Municipal bonds pay a lower rate of return than most other types of bonds, including T-bonds, T-bills, and corporate bonds. However, because of their tax-favored status, the relative after-tax return municipal bonds offer would still be nearly as good as - if not better than - many other bonds (depend into your tax bracket). High-quality municipal bonds yield about 15 percent less than comparable government securities, so if you're in the 15-percent tax bracket, or higher, your relative return with municipal bonds could be as high as T-bonds and T-notes (or higher, depending on your state tax status).
As with most types of bonds, interest rates for municipal bonds can vary greatly from year to year. Since 1925, municipal bonds have provide an annual return of about 4.2 percent, compared with a average return of 5.3 percent for T-bonds, 5.8 percent for corporate bonds, and 10.7 percent for stocks. Generally speaking, the longer the term of the municipal bond, the higher the return you would receive. .
Municipal bonds are considered very safe, but not as safe as U.S. Treasury securities, such as T-bonds, T-notes, and T-bills. Municipal bonds have been known to default on rare occasions. To play it safe, you should have a diversified selection of municipal bonds in your portfolio. Some advisors suggest that you may need $100,000 or more in municipal bonds to create a properly diversified municipal bonds in portfolio.
If that sounds like more than you can afford, there are two other ways to lower your risk. You could try buy a municipal bond mutual fund. There are a number of specialized funds available from some of the leading mutual fund companies.
The other option is to buy insured municipal bonds. You can't actually buy insurance on your individual bonds, but you can buy bonds that already have insurance attached to them. About half of the bonds issued now have insurance available, but it does cut slightly into your return. Bond insurers guarantee bondholders that they will receive timely payment of interest and principal throughout the term of the bond.

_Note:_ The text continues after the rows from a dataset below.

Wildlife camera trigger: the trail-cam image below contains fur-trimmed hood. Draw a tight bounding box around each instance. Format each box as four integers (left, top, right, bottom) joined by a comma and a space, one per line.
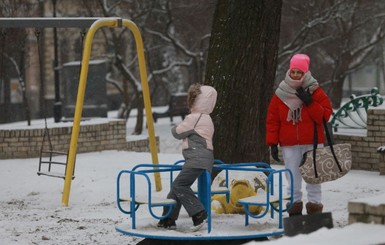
191, 85, 217, 115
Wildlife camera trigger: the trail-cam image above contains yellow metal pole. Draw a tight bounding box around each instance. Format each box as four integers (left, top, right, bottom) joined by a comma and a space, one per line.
62, 18, 119, 207
62, 18, 162, 206
123, 19, 162, 191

Clearly the tax-exempt status of municipal bonds is their biggest and most important benefit. But there are several other important benefits, such as:
- Safety. Although they are not as safe as Treasury securities, municipal bonds are considered to be relatively safe investment.
- Income. Municipal bonds provide a steady stream of tax-exempt income.
- Liquidity. Municipal bonds can be bought and sold on the secondary market, giving investors an opportunity to unload their bonds if they need to cash out early.
- Easy to buy. Municipal bonds are easy to buy and can be purchased through your bank or your broker.
But, municipal bonds rates are not especially enticing, so they are not likely to show up in the portfolios of most aggressive investors. Another drawback of municipal bonds is that most of them are callable, so they can be redeemed early. If you're shopping for a municipal bond, find out how many years of call protection you'll receive. One more concern for municipal bonds owners is that the secondary market for some bonds is very thin, so you may have a little trouble selling out if you want to dump your bond early.